Despite all of the concerns, the S&P 500 Index (1,519 close 2/12/13) continues on its seeming date with destiny at its all time high of 1,576.
Source: StockCharts.com |
Japan
About a month ago, I mentioned that the Japanese stock market was up about 22% from November 14th. After a short consolidation period, it has continued its upward trend and is now up about 31% from November 14th.
Source:StockCharts.com |
Source: Yahoo Finance
With the yen dropping against the dollar, it is important to hedge this out. The Wisdom Tree Japan Hedged Equity Fund (DXJ) is one way to do this. Comparing the returns for the DXJ and the iShares MSCI Japan Index Fund (EWJ) which is unhedged can illustrate how important this is.
Source: StockCharts.com
While the two track different indexes, DXJ was able to approximately double EWJ's return because it hedged out the currency depreciation. For another way to see the effects of the yen on click here.

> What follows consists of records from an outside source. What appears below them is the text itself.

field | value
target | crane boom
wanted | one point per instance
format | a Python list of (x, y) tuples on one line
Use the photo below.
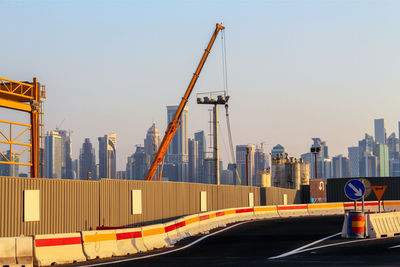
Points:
[(175, 123)]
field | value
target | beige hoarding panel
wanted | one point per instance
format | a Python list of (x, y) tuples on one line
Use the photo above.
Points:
[(251, 199), (136, 201), (203, 201), (31, 205)]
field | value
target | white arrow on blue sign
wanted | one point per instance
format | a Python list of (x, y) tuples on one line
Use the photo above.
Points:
[(354, 189)]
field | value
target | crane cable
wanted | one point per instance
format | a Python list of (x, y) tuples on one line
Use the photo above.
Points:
[(225, 84)]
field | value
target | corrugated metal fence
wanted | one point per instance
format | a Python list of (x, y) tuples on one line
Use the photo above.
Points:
[(69, 206)]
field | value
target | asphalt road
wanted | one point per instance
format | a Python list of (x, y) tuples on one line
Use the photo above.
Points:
[(256, 243)]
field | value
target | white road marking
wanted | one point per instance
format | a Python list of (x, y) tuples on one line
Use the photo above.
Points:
[(297, 251), (166, 252), (303, 247)]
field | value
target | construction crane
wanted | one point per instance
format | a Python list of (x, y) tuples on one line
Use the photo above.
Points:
[(175, 123)]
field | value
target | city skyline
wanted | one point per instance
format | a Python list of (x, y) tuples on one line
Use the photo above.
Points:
[(297, 65)]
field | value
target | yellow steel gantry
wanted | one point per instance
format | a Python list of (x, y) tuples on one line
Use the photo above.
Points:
[(27, 97)]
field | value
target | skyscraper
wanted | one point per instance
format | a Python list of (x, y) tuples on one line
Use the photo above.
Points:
[(141, 163), (241, 155), (177, 152), (193, 161), (66, 151), (200, 138), (382, 153), (354, 157), (9, 169), (107, 156), (323, 169), (341, 166), (152, 141), (368, 165), (380, 131), (87, 161), (53, 155), (278, 149)]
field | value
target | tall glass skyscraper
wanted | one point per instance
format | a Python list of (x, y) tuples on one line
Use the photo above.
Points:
[(107, 156), (202, 149), (177, 152), (53, 155), (380, 131)]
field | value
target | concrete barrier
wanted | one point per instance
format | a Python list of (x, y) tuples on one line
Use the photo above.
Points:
[(229, 216), (263, 212), (171, 229), (129, 241), (58, 249), (390, 205), (325, 208), (205, 221), (244, 213), (191, 227), (292, 210), (24, 251), (368, 206), (383, 224), (154, 236), (7, 251), (100, 244)]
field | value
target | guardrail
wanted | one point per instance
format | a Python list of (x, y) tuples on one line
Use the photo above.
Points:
[(86, 245)]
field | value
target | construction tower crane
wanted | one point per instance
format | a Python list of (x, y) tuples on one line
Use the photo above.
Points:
[(175, 123)]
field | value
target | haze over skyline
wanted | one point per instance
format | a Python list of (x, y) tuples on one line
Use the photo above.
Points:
[(296, 70)]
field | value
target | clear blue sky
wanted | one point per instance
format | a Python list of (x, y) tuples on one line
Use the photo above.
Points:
[(297, 69)]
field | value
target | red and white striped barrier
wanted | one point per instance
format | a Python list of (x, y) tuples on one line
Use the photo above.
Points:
[(100, 244), (129, 241), (292, 210), (325, 208), (154, 236), (58, 248), (172, 231), (264, 212)]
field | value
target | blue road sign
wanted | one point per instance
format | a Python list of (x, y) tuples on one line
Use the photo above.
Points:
[(354, 189)]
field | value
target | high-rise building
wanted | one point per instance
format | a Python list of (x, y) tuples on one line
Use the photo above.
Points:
[(368, 165), (152, 141), (394, 155), (202, 149), (53, 155), (66, 151), (278, 150), (193, 161), (75, 169), (107, 156), (341, 166), (324, 171), (260, 159), (382, 153), (380, 131), (9, 169), (226, 177), (141, 163), (129, 167), (327, 168), (354, 157), (177, 152), (241, 155), (87, 161)]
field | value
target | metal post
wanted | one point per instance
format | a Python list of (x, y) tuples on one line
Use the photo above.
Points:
[(216, 152), (247, 165), (316, 166), (362, 204)]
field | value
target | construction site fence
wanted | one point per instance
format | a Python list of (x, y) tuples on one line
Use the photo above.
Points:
[(72, 205)]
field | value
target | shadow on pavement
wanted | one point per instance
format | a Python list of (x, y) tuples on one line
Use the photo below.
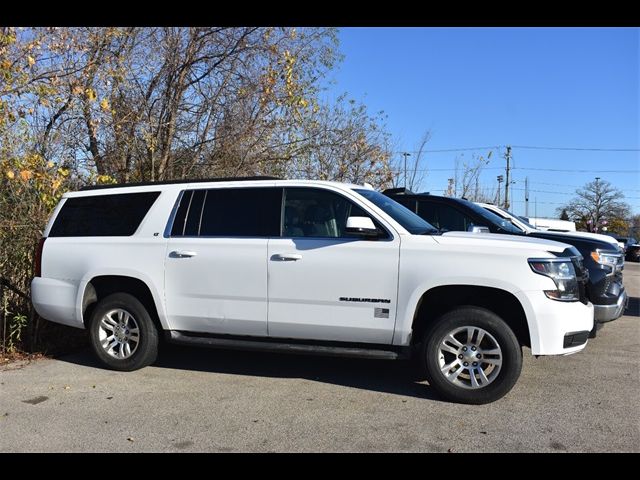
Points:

On top of this, the Japanese government is now taking a page out of the Fed's playbook and specifically targeting asset prices. This past weekend, Japan's Economic Minister Akira Amari said:
“It will be important to show our mettle and see the Nikkei reach the 13,000 mark by the end of the fiscal year (March 31),”This is about another 15% from current levels and a full 50% from it November 14th close. That would be quite the move in four and a half months. Yet another fun wave to ride.